On preservation versus replication of research data

Sep 20 2010 Published by under Praxis

I often see a cost argument against research-data preservation: if it's cheaper to replicate or regenerate the data than to preserve it, why preserve?

Here's my question: Cheaper for whom?

If we remain within the context of an individual lab, this question is a no-brainer: if it's cheaper to regenerate, regenerate. As we dip our toes into an opener-data world, however, I should think the equation changes rather.

Is it still cheaper for two labs to have to regenerate these same data? Five labs? Twenty labs? How many of those labs will have to buy specialized equipment to create those data, equipment they wouldn't need if the data were shared by the first lab? How much staff time—worst-case, specialized staff time—will be eaten up in regenerating data?

There are certainly offsetting costs to consider: the cost of data discovery, the cost of cleaning up and describing data for sharing, the cost of whatever munging it takes to move data from one lab's context to another's, the magnified cost of any error on the part of the data-generating lab.

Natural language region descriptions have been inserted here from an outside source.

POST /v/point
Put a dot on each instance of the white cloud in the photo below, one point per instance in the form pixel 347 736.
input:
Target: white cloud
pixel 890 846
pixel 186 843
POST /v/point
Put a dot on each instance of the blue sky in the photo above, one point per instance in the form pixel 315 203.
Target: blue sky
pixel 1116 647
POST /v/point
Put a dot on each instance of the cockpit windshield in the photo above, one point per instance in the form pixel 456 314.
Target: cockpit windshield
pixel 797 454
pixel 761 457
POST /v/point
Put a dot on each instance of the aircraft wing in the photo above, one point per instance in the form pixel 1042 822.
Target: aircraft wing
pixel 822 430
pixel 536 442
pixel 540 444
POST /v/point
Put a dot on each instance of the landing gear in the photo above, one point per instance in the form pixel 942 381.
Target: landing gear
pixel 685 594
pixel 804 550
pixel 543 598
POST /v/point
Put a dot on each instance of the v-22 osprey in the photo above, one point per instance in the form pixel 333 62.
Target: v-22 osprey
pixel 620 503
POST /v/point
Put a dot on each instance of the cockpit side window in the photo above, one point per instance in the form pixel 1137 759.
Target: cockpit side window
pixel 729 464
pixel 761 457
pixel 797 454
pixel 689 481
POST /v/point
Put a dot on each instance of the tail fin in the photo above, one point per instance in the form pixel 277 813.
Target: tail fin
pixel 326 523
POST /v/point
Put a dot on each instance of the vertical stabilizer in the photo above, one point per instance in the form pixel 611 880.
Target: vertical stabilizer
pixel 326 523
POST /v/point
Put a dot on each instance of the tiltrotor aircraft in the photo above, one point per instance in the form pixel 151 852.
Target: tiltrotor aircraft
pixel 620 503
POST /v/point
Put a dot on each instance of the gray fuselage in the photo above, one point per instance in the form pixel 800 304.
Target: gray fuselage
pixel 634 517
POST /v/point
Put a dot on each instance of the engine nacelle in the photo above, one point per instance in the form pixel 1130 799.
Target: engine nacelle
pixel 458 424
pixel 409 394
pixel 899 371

Still, my sense is that the discussion around cost has been just a bit simplistic… and is likely to become more complicated as data-sharing norms emerge.

5 responses so far

  • Elizabeth Brown says:

    Dorothea,
    There was a saying I frequently heard as a scientist: There's always time to repeat an experiment. It was said sarcastically (as many things are in the science community) to point that planning time was well-spent, even necessary, to move the experiment forward more quickly. The goal, of course, is to get the experiment "right" the first time so that you don't waste time repeating anything.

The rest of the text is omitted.